Stoa vs Granola
Stoa vs Granola: AI meetings compared
Granola and Stoa solve different jobs. Granola is an AI notepad: you take rough notes during a call and it cleans them up afterward from the transcript. Stoa is the meeting itself, a live video room where an in-room agent captures decisions and writes runnable code while the team talks. If you only want better notes, Granola is excellent. If you want the meeting to produce decisions, specs, and working prototypes, that is what Stoa is built for.

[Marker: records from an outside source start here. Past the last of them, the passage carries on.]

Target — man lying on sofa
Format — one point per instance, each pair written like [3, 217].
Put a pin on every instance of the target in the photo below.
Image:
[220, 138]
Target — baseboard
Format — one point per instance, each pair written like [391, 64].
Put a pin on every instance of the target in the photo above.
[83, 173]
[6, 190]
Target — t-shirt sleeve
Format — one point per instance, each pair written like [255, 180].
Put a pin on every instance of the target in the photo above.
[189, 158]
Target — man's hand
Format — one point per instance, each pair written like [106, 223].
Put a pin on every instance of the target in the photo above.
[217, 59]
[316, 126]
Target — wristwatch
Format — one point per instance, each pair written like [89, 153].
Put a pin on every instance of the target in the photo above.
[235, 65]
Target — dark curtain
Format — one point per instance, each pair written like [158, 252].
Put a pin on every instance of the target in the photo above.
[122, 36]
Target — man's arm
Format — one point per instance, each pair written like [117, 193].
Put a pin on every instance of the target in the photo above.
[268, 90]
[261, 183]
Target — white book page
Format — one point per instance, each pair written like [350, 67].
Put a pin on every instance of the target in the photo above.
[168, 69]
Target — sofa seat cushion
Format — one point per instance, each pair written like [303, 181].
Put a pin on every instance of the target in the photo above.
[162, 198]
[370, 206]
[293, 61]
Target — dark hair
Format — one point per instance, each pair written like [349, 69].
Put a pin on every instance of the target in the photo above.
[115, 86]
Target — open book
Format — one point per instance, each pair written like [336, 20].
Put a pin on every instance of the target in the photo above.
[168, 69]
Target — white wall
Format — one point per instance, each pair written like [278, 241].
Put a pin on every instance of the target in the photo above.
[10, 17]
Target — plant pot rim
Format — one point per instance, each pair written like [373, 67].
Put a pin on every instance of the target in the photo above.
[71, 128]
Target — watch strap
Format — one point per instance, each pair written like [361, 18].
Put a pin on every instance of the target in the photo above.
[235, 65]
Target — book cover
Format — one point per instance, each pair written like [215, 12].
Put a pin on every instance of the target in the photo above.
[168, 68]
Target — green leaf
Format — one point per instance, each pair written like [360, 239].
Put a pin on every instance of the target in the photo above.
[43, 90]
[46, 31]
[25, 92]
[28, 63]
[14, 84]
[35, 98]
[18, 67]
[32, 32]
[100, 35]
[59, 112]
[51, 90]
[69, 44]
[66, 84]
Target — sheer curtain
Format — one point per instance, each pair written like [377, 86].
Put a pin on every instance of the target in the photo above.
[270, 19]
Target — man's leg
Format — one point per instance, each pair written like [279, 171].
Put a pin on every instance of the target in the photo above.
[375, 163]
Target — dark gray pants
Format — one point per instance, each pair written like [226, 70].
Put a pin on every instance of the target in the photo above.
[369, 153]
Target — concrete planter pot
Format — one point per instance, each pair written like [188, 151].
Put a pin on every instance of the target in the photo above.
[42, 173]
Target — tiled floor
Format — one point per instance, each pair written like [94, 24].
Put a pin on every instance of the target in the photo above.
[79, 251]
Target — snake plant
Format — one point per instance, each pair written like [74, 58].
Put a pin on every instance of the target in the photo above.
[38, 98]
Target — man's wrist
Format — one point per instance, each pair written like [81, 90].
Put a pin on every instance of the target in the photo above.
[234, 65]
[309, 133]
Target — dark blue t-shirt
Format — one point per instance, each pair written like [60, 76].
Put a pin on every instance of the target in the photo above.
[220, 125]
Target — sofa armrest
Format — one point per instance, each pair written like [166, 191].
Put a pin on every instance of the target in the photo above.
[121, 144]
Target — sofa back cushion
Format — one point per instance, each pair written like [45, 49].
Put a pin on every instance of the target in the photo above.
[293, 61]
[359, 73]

| Feature | Stoa | Granola |
|---|---|---|
| Built-in video meeting | Yes, the call happens in Stoa | No, runs alongside your call |
| In-room AI agent that writes and runs code | Yes | No |
| Decision log with rationale | Yes, captured live | Notes and action items |
| Runs without a separate bot in the call | Yes, Stoa is the call | Yes, Granola is botless |
| Local-first context you own | Yes, syncable to disk | Notes export available |
| Pricing | Usage-based, $5/hour, no seats | Per-user monthly plans |
The bottom line
Pick Granola when you want a lightweight, mostly-solo notepad that tidies your notes after a call. Pick Stoa when a meeting should end with decisions, a spec, or a working prototype, captured live and owned by your team.
Frequently asked questions
Is Stoa a Granola alternative?
They overlap on capturing what happened in a meeting, but Stoa adds built-in video and an in-room agent that drafts artifacts and writes code during the call, where Granola focuses on cleaning up notes afterward.
Does Stoa need a meeting bot like other tools?
No. The video call happens inside Stoa, so the agent hears everything without a separate bot joining. Granola is also botless, capturing system audio on your machine.
How does pricing compare?
Stoa is usage-based at $5/hour with no per-seat fees. Granola uses per-user monthly plans. Which is cheaper depends on team size and how many hours you meet.